The first question I have to ask is why? Usually, the technology follows what you want to do. It depends on the context. As a former Social Studies teacher, I think I'd prefer to tackle the topic of racism personally and not do it using technology...unless there was a good reason for it.
I agree with Joel and Kelly, there are pitfalls in doing this online. There was a lesson at teaching tolerance though, that may have online applications. It was about shared anonymous journals. The students would be anonymous to each other (not to the teacher), and would read each others' journals (and the teacher would monitor them as well). This was intended to reduce bullying. It would also give lessons on tolerance if you have a mixed race/ethnicity school. I could see this also being done online in a blog or discussion forum.

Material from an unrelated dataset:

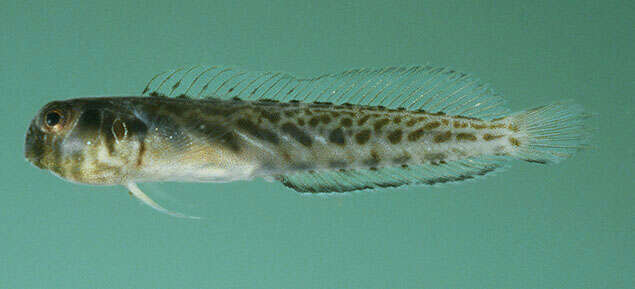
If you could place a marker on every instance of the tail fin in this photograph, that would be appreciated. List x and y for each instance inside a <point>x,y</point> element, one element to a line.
<point>551,133</point>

Here it is: http://www.tolerance.org/teach/activities/activity.jsp?ar=783
I guess I wonder how the issue of racism or any -ism can be done comfortably? Usually any discussion of this sort has built in uncomfortableness as it makes us look inward at ourselves, something that many people are not comfortable at doing. Racism takes place in many ways and in many forms. To be proactive, we must realize that this is a societal problem that each of us must address. Sorry I haven't really helped, but it is an important issue and I'm glad you are trying to address it.
(switching over to a different kind of writing, in phrases)
I think kids are more comfortable doing the looking inwards (and outwards)
than adults are.
It may be fairly straightforward to get the children
into a sense of naturalness
of acknowledging differences
while honoring the differences (for the most part--unless the differences are harming others)
at the same time.
You are right. This is a societal problem we must address.
I think kids have to learn prejudices
or instead learn to accept the beauty of a fabric composed of different threads
The kids don't come "preset" (onto this earth) either way, as a given. The younger we can get them, the more this is true.
If we just acknowledge--and to the extent we can, celebrate--differences
we're moving in the right direction.
We also used voicethread to display students opinion of Ethics and Values in Sport. We were not directly tackling racism but rather discussing racism in sport, it was just one topic that was drawn out of the unit.